We speak about:
In this episode, Jeremy dives into his entrepreneurial journey. First, Jeremy dropped out of school to build an enterprise software company. However, Jeremy sought to do something more innovative that no one else was doing.
The inspiration for Italic came from marketplace enabled companies like Uber and Airbnb. Neither company takes inventory. Instead, they empower the individual hosts to monetize their own places.
In the same lens, Italic doesn’t sell marked-up goods to its customer. Instead, they replace the brand and take the retailer out of the supply chain. They then provide the savings to the customer and offer a higher yield per unit to the manufacturer.
Italic is not incentivized to sell their products; they are incentivized to sell their membership. They had to spend a long time developing their product assortment. There are over 1,000 SKUs on their website that they have created themselves.
To help build Italic, Jeremy spent time living in China and Italy to make relationships with manufacturers.
Italic doesn’t buy their inventory; their manufacturers float the inventory for a higher yield per unit.
When you sell products and monetize the markup, you always have to be chasing the next customer - with this model, you aren’t incentivized with loyalty.
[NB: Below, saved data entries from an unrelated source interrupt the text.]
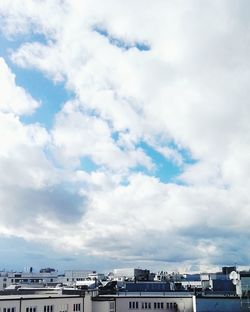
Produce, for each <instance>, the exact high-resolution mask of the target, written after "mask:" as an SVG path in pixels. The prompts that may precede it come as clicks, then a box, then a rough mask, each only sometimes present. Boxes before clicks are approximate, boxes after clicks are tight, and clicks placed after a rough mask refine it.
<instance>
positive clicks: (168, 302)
mask: <svg viewBox="0 0 250 312" xmlns="http://www.w3.org/2000/svg"><path fill="white" fill-rule="evenodd" d="M128 307H129V309H130V310H138V309H139V302H138V301H129V303H128ZM140 308H141V309H142V310H151V309H153V310H171V311H177V309H178V305H177V303H176V302H140Z"/></svg>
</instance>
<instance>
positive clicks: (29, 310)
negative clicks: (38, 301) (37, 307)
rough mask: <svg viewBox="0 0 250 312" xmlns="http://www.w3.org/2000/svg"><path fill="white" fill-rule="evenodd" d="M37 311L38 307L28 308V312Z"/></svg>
mask: <svg viewBox="0 0 250 312" xmlns="http://www.w3.org/2000/svg"><path fill="white" fill-rule="evenodd" d="M36 310H37V309H36V306H35V307H33V306H32V307H27V308H26V312H36Z"/></svg>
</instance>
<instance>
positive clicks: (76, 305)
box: [73, 303, 81, 311]
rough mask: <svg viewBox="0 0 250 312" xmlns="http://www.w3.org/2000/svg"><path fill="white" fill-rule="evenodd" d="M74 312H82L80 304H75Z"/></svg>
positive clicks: (75, 303)
mask: <svg viewBox="0 0 250 312" xmlns="http://www.w3.org/2000/svg"><path fill="white" fill-rule="evenodd" d="M73 311H81V304H80V303H74V305H73Z"/></svg>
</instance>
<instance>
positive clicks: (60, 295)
mask: <svg viewBox="0 0 250 312" xmlns="http://www.w3.org/2000/svg"><path fill="white" fill-rule="evenodd" d="M77 297H83V296H81V295H62V294H56V293H44V294H30V295H23V294H20V295H2V296H0V301H1V300H20V299H22V300H28V299H32V300H33V299H48V298H50V299H61V298H77Z"/></svg>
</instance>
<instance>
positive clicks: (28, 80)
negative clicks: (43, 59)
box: [0, 34, 73, 129]
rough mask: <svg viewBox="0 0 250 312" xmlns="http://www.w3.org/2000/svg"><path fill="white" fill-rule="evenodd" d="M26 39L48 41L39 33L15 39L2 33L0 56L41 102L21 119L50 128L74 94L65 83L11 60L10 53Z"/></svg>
mask: <svg viewBox="0 0 250 312" xmlns="http://www.w3.org/2000/svg"><path fill="white" fill-rule="evenodd" d="M24 39H29V41H30V40H32V41H37V42H40V43H45V42H46V39H45V37H44V36H42V35H39V34H37V35H32V36H28V35H27V36H20V37H18V38H15V41H12V40H7V39H6V38H5V37H3V36H2V35H0V57H3V58H4V59H5V62H6V63H7V64H8V66H9V67H10V69H11V71H12V72H13V73H14V74H15V76H16V84H17V85H18V86H20V87H23V88H24V89H25V90H26V91H27V92H29V93H30V95H31V96H32V97H33V98H34V99H35V100H37V101H39V102H41V105H40V107H39V108H38V109H36V111H35V112H34V113H33V114H32V115H30V116H22V117H21V121H22V122H24V123H26V124H29V123H35V122H39V123H40V124H42V125H43V126H44V127H45V128H47V129H50V128H51V127H52V124H53V121H54V116H55V114H56V113H57V112H58V111H59V110H60V109H61V106H62V105H63V103H65V102H66V101H68V100H69V99H70V98H72V97H73V94H72V93H70V92H69V91H67V90H65V88H64V85H63V83H58V84H55V83H54V82H53V81H51V80H49V79H48V78H46V77H45V76H44V75H43V74H42V73H40V72H39V71H37V70H31V69H22V68H20V67H18V66H16V65H15V64H13V63H12V62H11V61H10V57H9V55H10V54H11V52H12V51H13V50H16V49H17V48H18V47H19V46H20V44H21V43H23V40H24Z"/></svg>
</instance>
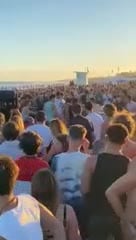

When Italic sells a subscription product, their payback is not immediate.
Italic is profitable when a consumer first buys their membership. Asa result, they are much more focused on engagement metrics and how to change their merchandising strategy. Similar to Spotify, they focus on continually delivering value to their customer to ensure they come back.
Jeremy talks about how recall is critical for your brand.
Sometimes, your best customers won’t convert immediately.
There are many ways to make a sale; it depends on your brand, what you stand for, and what your customer gets out of you.